A Mente de principiante é necessária através de toda a prática Zen. É a mente aberta, é a atitude que inclui tanto a dúvida quanto a possibilidade, a capacidade de ver as coisas sempre de forma nova, em seu frescor original. Ela é necessária em todos os aspectos da vida. Mente de principiante é a prática da mente Zen.

Este livro tem origem numa série de palestras que o Mestre Zen Shunryu Suzuki fez para um pequeno grupo em Los Altos, Califórnia. Ele participava das práticas de meditação do grupo uma vez por semana e depois respondia a perguntas e procurava encorajar os participantes na pr´patica do Zen, ajudando-os a resolver os problemas da vida.
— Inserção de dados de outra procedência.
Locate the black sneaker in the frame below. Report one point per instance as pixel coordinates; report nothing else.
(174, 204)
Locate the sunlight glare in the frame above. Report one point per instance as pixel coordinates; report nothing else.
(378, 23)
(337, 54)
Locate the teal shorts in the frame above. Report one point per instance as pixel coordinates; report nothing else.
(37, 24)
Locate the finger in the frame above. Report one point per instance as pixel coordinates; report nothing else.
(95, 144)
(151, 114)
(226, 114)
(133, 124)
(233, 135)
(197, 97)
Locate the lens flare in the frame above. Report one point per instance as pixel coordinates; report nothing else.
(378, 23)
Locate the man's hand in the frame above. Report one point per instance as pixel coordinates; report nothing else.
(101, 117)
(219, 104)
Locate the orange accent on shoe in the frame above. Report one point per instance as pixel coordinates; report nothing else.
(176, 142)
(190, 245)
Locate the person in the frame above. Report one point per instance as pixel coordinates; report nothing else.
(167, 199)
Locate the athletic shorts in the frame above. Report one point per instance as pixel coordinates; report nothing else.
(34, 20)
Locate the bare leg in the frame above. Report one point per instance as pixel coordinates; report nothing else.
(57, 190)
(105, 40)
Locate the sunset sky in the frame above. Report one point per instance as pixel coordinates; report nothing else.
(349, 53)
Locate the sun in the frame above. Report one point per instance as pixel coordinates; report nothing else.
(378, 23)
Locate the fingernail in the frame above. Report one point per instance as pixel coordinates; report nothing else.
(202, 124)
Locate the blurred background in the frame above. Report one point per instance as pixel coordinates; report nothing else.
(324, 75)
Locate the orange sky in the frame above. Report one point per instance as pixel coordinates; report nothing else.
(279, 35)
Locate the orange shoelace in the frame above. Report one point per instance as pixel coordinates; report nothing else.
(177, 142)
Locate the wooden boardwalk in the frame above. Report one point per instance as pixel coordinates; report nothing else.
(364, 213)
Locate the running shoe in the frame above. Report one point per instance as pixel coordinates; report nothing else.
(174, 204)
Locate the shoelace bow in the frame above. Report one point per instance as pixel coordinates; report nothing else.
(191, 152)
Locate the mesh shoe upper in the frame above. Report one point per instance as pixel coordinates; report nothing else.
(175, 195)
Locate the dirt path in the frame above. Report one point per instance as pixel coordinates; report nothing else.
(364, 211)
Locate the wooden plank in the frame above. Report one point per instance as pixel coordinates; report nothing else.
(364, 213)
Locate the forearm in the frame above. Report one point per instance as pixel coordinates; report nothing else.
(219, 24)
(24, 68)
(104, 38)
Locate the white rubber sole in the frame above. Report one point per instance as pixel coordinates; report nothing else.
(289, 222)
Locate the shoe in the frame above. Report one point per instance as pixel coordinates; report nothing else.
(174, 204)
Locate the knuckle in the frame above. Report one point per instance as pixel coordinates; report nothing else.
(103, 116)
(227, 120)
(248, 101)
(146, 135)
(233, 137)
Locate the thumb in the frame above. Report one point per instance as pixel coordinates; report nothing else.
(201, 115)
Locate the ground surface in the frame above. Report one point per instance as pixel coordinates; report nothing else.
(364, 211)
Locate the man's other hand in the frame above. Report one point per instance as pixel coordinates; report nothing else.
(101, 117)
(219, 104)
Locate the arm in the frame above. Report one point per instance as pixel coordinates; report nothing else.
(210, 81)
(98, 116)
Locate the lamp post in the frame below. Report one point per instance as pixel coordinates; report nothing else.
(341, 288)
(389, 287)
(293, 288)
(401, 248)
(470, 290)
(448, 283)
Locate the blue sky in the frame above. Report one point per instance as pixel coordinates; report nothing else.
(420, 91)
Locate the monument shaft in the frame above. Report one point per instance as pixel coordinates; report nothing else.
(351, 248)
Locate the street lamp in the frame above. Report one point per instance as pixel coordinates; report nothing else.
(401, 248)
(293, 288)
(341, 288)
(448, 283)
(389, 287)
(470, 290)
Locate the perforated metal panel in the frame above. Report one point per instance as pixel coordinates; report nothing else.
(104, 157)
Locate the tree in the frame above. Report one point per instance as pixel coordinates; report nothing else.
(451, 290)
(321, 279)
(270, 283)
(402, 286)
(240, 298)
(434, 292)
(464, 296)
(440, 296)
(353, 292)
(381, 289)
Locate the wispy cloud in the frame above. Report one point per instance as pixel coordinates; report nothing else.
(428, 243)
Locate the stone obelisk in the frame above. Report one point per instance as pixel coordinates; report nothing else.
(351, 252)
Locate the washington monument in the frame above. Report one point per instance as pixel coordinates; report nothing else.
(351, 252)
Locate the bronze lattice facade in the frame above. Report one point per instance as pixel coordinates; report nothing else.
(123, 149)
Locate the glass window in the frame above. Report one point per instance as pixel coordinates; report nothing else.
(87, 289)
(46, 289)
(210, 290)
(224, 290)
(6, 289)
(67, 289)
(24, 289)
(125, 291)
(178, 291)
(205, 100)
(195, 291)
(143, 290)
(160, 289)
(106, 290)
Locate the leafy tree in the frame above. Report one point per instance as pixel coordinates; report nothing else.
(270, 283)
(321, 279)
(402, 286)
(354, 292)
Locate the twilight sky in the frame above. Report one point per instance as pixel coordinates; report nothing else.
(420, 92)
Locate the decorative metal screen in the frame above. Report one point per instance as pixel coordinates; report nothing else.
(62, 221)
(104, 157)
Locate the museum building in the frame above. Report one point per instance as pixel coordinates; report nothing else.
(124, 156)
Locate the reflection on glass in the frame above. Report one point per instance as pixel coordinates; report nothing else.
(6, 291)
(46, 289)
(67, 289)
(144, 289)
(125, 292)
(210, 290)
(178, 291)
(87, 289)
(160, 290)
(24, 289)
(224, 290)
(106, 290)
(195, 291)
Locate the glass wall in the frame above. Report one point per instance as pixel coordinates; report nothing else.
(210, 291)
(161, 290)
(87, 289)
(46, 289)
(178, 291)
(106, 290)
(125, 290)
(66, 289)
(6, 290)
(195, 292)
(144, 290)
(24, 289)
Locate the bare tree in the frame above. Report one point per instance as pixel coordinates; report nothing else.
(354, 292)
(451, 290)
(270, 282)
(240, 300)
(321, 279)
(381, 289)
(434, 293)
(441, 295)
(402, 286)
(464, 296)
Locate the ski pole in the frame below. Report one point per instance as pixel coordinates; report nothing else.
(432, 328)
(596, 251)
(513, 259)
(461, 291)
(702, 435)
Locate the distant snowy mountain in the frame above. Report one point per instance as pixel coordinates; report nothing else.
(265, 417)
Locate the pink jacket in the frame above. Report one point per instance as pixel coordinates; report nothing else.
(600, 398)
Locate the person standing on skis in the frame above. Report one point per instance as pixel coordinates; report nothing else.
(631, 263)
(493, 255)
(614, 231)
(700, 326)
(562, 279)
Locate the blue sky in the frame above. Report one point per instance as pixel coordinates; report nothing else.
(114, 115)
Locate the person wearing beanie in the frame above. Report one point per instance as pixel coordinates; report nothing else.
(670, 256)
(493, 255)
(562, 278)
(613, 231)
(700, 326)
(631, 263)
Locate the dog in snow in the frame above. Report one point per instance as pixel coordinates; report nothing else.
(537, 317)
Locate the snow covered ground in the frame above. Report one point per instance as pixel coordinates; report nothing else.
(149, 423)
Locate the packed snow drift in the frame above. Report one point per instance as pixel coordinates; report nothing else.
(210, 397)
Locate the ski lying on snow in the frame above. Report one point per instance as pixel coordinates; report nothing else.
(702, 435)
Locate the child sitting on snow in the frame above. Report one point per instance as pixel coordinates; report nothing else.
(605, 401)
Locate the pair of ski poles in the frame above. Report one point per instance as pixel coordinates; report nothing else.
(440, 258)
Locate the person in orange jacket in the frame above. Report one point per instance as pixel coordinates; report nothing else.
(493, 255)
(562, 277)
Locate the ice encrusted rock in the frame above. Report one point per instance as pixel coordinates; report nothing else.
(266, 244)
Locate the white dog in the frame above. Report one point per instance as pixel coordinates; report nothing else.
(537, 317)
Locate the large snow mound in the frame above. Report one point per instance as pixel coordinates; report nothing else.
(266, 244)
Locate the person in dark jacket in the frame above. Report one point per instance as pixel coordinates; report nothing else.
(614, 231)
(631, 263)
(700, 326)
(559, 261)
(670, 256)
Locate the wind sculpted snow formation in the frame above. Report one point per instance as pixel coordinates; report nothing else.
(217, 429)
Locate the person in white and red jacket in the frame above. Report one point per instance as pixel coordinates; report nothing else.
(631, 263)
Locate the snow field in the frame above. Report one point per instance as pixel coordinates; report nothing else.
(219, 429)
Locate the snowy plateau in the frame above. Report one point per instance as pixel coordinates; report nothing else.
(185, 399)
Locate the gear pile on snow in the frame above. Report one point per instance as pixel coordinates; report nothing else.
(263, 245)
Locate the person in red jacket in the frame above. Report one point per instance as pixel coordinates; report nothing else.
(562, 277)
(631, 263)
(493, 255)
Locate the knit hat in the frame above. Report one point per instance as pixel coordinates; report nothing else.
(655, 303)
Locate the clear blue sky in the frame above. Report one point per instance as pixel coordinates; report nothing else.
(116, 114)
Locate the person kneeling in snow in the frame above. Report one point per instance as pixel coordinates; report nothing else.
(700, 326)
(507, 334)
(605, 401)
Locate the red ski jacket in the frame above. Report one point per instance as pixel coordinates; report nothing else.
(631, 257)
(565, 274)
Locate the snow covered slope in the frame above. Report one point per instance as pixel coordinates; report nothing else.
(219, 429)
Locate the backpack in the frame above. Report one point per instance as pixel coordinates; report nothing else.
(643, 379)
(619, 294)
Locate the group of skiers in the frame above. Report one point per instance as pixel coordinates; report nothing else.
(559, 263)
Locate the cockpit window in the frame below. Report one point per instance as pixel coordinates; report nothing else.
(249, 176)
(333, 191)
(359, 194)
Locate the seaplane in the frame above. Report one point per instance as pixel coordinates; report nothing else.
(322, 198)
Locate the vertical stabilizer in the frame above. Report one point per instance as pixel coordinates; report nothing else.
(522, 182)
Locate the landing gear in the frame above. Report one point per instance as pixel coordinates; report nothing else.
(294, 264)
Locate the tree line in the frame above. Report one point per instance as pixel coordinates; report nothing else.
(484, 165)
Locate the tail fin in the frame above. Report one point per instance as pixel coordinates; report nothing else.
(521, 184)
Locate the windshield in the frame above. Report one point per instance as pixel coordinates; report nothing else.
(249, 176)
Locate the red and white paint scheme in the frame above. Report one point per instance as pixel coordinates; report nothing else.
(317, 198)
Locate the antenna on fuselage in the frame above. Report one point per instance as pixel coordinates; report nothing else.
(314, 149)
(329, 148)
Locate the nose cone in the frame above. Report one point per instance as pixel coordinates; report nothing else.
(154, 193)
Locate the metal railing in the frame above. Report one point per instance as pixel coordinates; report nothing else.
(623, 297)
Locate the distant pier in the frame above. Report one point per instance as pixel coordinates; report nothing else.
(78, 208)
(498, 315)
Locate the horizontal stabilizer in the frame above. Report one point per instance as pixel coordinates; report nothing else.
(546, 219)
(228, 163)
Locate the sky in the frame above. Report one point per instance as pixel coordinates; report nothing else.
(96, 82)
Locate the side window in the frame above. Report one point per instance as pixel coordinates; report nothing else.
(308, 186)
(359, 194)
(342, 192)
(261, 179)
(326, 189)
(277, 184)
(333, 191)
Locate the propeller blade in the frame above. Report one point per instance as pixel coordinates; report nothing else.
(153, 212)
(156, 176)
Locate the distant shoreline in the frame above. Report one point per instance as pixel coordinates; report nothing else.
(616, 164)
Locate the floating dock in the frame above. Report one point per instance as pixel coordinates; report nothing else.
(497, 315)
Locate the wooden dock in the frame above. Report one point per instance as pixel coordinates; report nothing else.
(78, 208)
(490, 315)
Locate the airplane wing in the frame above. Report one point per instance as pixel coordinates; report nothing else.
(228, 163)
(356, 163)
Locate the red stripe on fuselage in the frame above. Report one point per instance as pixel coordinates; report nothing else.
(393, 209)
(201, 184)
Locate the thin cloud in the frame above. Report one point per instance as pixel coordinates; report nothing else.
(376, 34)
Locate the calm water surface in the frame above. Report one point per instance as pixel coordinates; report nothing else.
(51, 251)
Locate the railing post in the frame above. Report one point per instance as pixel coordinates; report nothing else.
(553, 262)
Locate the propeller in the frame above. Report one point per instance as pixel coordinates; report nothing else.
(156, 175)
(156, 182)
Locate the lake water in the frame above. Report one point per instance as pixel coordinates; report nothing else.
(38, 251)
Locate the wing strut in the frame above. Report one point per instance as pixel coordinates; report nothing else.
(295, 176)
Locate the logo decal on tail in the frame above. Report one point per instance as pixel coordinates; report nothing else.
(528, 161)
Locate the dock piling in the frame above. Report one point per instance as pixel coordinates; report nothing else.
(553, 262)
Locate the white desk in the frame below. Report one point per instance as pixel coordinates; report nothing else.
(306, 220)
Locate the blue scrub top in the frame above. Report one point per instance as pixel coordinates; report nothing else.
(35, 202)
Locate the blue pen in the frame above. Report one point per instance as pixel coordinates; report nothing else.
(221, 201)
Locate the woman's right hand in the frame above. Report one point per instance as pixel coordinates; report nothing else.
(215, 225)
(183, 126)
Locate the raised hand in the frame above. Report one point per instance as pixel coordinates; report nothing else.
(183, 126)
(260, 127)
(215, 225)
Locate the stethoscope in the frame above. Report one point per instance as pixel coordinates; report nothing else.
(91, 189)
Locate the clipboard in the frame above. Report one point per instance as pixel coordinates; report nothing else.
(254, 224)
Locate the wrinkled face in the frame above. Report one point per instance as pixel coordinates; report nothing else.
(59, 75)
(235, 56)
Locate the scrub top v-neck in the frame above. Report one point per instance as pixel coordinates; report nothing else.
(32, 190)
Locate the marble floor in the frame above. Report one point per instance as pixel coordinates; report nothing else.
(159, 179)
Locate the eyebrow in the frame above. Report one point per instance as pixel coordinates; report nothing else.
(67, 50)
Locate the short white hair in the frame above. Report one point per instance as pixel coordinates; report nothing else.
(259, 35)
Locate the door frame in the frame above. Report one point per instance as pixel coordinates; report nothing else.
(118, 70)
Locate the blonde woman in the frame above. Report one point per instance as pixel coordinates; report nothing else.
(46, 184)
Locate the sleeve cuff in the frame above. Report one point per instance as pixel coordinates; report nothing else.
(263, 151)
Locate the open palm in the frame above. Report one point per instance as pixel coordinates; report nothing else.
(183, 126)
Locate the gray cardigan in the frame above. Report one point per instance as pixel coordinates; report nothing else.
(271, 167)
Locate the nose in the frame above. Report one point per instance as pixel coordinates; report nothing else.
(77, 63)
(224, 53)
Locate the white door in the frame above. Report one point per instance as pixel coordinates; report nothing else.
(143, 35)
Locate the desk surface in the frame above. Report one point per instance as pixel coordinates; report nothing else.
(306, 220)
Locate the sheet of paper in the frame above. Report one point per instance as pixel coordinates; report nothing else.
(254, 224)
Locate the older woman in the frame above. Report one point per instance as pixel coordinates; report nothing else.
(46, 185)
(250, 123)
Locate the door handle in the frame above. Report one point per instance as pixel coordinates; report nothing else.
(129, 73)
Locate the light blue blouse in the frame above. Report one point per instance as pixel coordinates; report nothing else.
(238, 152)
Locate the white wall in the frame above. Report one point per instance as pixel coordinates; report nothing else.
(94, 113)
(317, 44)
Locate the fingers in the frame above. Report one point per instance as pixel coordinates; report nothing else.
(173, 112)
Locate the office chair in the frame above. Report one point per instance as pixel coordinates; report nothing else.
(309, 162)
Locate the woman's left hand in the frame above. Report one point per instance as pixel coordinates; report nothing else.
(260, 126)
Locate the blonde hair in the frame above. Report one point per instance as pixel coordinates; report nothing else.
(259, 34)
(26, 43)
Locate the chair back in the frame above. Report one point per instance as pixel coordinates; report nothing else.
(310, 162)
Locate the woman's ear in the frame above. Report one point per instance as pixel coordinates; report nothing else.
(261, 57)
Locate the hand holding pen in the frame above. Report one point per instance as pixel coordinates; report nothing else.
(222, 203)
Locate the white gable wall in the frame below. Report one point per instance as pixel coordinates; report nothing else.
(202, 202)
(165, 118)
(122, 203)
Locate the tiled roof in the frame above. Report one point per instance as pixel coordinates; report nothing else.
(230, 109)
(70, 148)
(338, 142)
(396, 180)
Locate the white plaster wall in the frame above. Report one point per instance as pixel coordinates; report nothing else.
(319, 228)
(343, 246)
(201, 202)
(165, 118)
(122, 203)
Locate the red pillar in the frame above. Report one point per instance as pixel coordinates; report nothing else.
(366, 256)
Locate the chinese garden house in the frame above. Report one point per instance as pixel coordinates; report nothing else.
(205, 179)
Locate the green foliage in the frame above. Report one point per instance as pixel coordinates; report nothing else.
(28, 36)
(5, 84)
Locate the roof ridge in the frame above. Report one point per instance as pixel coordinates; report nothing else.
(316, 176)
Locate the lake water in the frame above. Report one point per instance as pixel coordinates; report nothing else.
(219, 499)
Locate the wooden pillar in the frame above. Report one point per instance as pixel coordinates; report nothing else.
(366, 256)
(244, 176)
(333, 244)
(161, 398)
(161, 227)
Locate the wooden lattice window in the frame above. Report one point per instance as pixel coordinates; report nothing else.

Sua abordagem é informal, e seus exemplos são tirados de acontecimentos e do bom senso.

Zen é aqui e agora, diz ele; e pode ser tão significativo para o Ocidente quanto para o Oriente. Contudo, seus ensinamentos e sua prática fundamental são provenientes dos muitos séculos de Zen-Budismo e especialmente de Dogen, um dos mais importantes e criativos dentre todos os mestres Zen.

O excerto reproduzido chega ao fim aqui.